Because Squid is open source, I expect that it would be easy to add support for libwrap.^[5] A gold star goes to the person who does this and submits it back to the Squid team for integration.

^[5] TCP Wrappers normally operates as a program, tcpd, that is invoked by inetd. This is done by specifying the full pathname for tcpd as the program to supply the service in /etc/inetd.conf. Because this does not work for daemons (daemons are not started from inetd) the libwrap library was created.

Support for TCP Wrappers may be added to any daemon (or other program) by applying simple modifications to its source to call libwrap to decide whether the request should be granted.

Additionally, you can control what ports Squid will connect to. By default it uses the following rules.

 acl Safe_ports port 80 21 443 563 70 210 1025-65535 http_access deny !Safe_ports 

Note that this excludes port 25 (SMTP), which is what sendmail uses. This is to prevent someone from using Squid as a mail relay for spam.^[6] This default allows the services shown in Table 4.3.

^[6] For more details on spam, see "Drop-Shipping Spam (Relaying Spam)" on page 185.

What is wrong with this picture?
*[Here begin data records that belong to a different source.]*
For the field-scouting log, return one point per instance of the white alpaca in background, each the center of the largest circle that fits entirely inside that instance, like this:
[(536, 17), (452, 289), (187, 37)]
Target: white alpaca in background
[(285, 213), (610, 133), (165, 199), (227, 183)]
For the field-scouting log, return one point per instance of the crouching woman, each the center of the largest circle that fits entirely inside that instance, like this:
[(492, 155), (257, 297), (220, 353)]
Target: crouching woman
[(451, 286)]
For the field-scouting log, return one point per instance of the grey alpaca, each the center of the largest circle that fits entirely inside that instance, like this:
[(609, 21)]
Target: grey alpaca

The philosophy was to disallow "dangerous" services, such as mail (for relaying spam) and echo (for launching DoS attacks), from the reserved ports of 0 to 1023 and allow 1024-65535. Besides the obvious off-by-one error, there are plenty of dangerous ports above 1023.

Various ports in this range are used by Trojan horses that a cracker will install on a compromised system. Do you really want the next DDoS attack that makes national news to be traced to your system?

My suggestion would be to start with

 acl Safe_ports port 80 21 443 563 70 210 http_access deny !Safe_ports 

and allow users to present a case for allowing any other ports. See the CD-ROM for a list of the most popular default cracker ports, as encoded in the ports program source.